Help Needed: Locating Abnormal Traffic in TiKV

Note:
This topic has been translated from a Chinese forum by GPT and might contain errors.

Original topic: 求助:tikv异常流量定位

| username: porpoiselxj

[Test Environment for TiDB] Testing
[TiDB Version] V6.1.1
[Issue Encountered] On Grafana, the traffic monitoring for TiKV shows a traffic surge every 10 minutes. Only one TiKV instance exhibits this phenomenon. Could you please advise on how to identify the cause of the traffic surge? (The traffic visualization interface on the dashboard does not show any significant reads or writes)

| username: zhanggame1 | Original post link

Is the ten minutes caused by the default GC? Check the GC configuration.

| username: porpoiselxj | Original post link

GC does indeed occur every 10 minutes, but why does this situation only happen with one TiKV instance?

| username: zhanggame1 | Original post link

First, change the default GC time and see if it’s caused by GC, to rule it out.

| username: porpoiselxj | Original post link

Okay, let me give it a try.

| username: porpoiselxj | Original post link

It doesn’t seem to be related to GC. I changed the GC to run every 15 minutes, but the traffic peak still occurs every 10 minutes.

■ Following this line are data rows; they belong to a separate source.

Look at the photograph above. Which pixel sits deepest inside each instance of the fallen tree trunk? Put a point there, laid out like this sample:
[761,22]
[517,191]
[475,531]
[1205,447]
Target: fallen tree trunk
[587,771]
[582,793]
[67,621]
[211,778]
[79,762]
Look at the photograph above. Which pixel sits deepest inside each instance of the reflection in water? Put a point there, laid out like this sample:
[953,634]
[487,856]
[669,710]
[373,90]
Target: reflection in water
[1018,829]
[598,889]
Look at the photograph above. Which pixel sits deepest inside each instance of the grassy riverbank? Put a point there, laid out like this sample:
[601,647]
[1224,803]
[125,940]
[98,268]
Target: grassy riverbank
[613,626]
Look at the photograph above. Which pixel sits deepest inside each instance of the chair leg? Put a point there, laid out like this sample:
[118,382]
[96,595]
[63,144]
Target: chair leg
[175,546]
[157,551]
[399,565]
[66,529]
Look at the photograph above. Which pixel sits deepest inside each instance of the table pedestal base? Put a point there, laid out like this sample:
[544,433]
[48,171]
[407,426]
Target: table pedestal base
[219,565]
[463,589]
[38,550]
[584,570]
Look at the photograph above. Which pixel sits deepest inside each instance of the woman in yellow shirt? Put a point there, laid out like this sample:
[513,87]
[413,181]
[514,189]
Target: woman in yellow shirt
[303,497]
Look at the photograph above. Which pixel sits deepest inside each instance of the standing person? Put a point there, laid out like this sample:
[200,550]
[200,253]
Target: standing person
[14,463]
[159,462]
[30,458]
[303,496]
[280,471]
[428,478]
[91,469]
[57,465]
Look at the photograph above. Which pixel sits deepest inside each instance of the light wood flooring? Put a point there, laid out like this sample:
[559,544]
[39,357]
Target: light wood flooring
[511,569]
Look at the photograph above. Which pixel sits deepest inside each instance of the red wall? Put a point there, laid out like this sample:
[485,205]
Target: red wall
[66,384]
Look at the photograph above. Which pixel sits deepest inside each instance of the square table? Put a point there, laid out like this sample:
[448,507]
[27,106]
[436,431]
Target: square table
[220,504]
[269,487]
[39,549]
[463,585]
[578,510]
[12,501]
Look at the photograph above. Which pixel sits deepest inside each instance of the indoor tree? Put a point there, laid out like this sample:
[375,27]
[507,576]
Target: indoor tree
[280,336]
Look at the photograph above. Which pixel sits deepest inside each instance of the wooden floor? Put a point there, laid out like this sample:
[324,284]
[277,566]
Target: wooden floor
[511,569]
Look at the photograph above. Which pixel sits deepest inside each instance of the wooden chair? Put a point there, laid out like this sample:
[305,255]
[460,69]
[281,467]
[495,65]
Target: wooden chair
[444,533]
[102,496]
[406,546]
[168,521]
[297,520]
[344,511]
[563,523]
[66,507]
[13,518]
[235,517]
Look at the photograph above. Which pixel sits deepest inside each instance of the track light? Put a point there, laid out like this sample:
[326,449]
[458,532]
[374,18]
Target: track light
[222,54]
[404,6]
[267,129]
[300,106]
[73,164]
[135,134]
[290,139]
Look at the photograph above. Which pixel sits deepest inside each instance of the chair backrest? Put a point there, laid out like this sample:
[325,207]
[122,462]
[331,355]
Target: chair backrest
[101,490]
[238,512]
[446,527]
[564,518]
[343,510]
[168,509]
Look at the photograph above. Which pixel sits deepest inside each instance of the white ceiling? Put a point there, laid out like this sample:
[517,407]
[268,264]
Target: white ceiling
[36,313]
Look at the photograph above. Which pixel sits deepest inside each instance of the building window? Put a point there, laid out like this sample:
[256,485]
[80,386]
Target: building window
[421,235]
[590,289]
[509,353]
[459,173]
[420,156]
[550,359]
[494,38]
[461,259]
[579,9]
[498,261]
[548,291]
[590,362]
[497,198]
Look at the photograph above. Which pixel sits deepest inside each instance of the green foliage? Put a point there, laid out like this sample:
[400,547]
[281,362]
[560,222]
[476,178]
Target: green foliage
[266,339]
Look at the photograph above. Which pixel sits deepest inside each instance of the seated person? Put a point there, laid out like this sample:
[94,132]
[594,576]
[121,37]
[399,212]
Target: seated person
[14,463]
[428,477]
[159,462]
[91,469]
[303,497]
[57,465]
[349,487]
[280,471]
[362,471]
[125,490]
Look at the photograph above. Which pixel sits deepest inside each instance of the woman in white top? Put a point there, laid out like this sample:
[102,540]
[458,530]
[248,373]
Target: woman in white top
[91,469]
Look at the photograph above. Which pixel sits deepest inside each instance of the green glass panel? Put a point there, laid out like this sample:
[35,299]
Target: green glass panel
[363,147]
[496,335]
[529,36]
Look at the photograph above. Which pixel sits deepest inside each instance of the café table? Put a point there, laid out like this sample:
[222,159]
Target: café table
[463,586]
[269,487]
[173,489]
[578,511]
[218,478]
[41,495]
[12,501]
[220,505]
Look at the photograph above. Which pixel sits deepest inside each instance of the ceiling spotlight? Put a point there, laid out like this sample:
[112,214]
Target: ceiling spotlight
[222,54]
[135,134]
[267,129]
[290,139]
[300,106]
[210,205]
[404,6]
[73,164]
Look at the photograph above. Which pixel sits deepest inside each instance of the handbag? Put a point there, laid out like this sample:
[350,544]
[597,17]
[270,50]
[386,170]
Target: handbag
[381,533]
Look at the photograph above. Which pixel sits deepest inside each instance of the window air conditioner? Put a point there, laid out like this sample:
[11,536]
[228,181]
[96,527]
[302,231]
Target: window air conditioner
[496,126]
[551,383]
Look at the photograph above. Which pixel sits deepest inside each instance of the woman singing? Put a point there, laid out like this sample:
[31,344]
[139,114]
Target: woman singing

I checked the time points before the modification, and they don’t match the GC time points either. The GC always starts at 05 minutes past the hour, while the traffic appears every 10 minutes.

| username: linnana | Original post link

Monitor the disk IO load situation for a period of time.

| username: porpoiselxj | Original post link

The data disk IO of the TiKV nodes is always full, with several nodes at 99.9%.

| username: redgame | Original post link

That’s IO…

| username: porpoiselxj | Original post link

This has nothing to do with IO, I was talking about traffic.

| username: Anna | Original post link

Yes, it matters. Disk read and write operations can affect various issues.

| username: Anna | Original post link

The impact of disk I/O on traffic is mainly reflected in the bandwidth and resources occupied by disk read and write operations. When disk I/O is relatively busy, the time required to read or write data from the hard disk will be longer, leading to longer request processing times, thereby affecting the overall performance of the system and network throughput.

In scenarios where network traffic accesses the disk, such as through cloud storage services, slow disk I/O may result in slower download or upload speeds, thus affecting the user experience.

To avoid the impact of disk I/O on system performance, a series of optimization measures can be adopted, such as using high-speed disks, increasing memory cache, and reducing the number of disk I/O operations. Additionally, reasonably allocating the priority of disk read and write operations and prioritizing important tasks can ensure system performance and smoothness.

| username: system | Original post link

This topic was automatically closed 60 days after the last reply. New replies are no longer allowed.